Now the music of Robert Johnson, a composer and priest who fled the Borders after being accused of heresy, but went on to write songs with royalty, is to have his music brought to life again.

Little is known about Johnson, who is believed to have died in 1560 at the age of about ninety, but he left a legacy of sacred compositions, both in English and Latin.

From Duns, in the Borders, he fled to England, after either fleeing or being banished for heresy.

He also wrote secular tunes, one of which, Dafyled Is My Name, had lyrics supplied by Anne Boleyn, the second wife of King Henry VIII.

Now an ensemble from the Royal Conservatoire of Scotland will sing the music of Johnson, based on extensive research by Dr Elaine Moohan, of The Open University, in public.

Dr Moohan said that is it possible that Johnson was charged under the 1525 heresy act in Scotland, because he was writing music with English words, rather than in Latin.

It might explain why he found favour south of the Border, where it is believed he worked in the Royal Chapel at Windsor under Henry VIII, who had instigated the English Reformation.

Nine pieces by Johnson, who is believed to have died in 1560, the year of the Scottish Reformation, will be featured at the concert at St Mary’s Cathedral in Glasgow on April 4.

Dr Moohan, senior lecturer in music at The Open University, said: "I’m thrilled to be working with colleagues at the Royal Conservatoire of Scotland to bring this music alive once again.

“It’s a fitting culmination to my work on this project, which has seen me spend several weeks in research libraries across the UK consulting over 60 original manuscripts and very early printed books that date from the 1530s through to the 19th century.

“We’re preparing a programme that will include some pieces that any church choir or school group will be able to add to their repertoire, as well as some that are trickier.

“It would be a fantastic outcome of this project to hear more people singing some of Johnson’s works more regularly.”

The concert marks the publication of Dr Moohan’s ‘Collected Works of Robert Johnson’, published by Musica Scotica, which brings together all of Johnson’s music for the first time.

The collection includes twenty four complete and eight fragmentary pieces which are previously unpublished.

Dr Moohan’s research was supported by the Royal Society of Edinburgh and built on work by her late colleague Dr Kenneth Elliot.

Gordon Munro, General Editor at Musica Scotica, said: “Robert Johnson is one of Scotland’s pre-eminent pre-Reformation composers.

“Musica Scotica is proud to be publishing his complete works, and to be supporting this.

“We hope that this concert will reveal the glories of Johnson’s music to a wider audience.”

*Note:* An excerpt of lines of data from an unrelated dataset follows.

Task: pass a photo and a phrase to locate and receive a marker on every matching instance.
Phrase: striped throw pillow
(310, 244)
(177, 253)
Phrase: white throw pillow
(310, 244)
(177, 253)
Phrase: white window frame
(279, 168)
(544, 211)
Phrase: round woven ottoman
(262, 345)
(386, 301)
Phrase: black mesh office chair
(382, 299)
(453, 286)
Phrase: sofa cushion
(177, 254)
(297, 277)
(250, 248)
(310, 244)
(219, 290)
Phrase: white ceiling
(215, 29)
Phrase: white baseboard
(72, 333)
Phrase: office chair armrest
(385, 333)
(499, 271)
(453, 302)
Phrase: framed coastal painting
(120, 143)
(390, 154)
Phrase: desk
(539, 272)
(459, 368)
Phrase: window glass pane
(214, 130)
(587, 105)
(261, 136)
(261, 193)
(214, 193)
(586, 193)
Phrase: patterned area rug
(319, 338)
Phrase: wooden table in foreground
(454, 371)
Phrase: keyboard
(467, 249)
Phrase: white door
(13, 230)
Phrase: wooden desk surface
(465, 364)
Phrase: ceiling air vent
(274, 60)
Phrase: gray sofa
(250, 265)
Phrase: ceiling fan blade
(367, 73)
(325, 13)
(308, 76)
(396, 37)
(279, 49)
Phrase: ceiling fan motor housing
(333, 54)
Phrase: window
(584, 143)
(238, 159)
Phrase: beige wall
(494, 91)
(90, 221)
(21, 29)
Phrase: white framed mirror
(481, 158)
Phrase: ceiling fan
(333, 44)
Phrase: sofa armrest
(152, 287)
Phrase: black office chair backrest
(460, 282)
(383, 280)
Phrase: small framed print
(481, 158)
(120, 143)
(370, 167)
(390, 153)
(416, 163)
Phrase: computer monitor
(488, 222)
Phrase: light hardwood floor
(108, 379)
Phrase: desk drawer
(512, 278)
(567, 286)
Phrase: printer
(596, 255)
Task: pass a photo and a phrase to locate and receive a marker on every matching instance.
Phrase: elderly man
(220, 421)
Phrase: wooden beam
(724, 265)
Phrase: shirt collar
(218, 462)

“The ensemble will consist of ten singers from the RCS and lutenist Martin Eastwell.

Timothy Dean, Head of Opera at the RCS said: "We are very much looking forward to performing the music of Robert Johnson.

"There is a variety and an invention in the repertoire which is lyrical and engaging, and the more substantial pieces are beautifully crafted.

“I can't wait to hear how they sound when RCS Voices get to work on them.”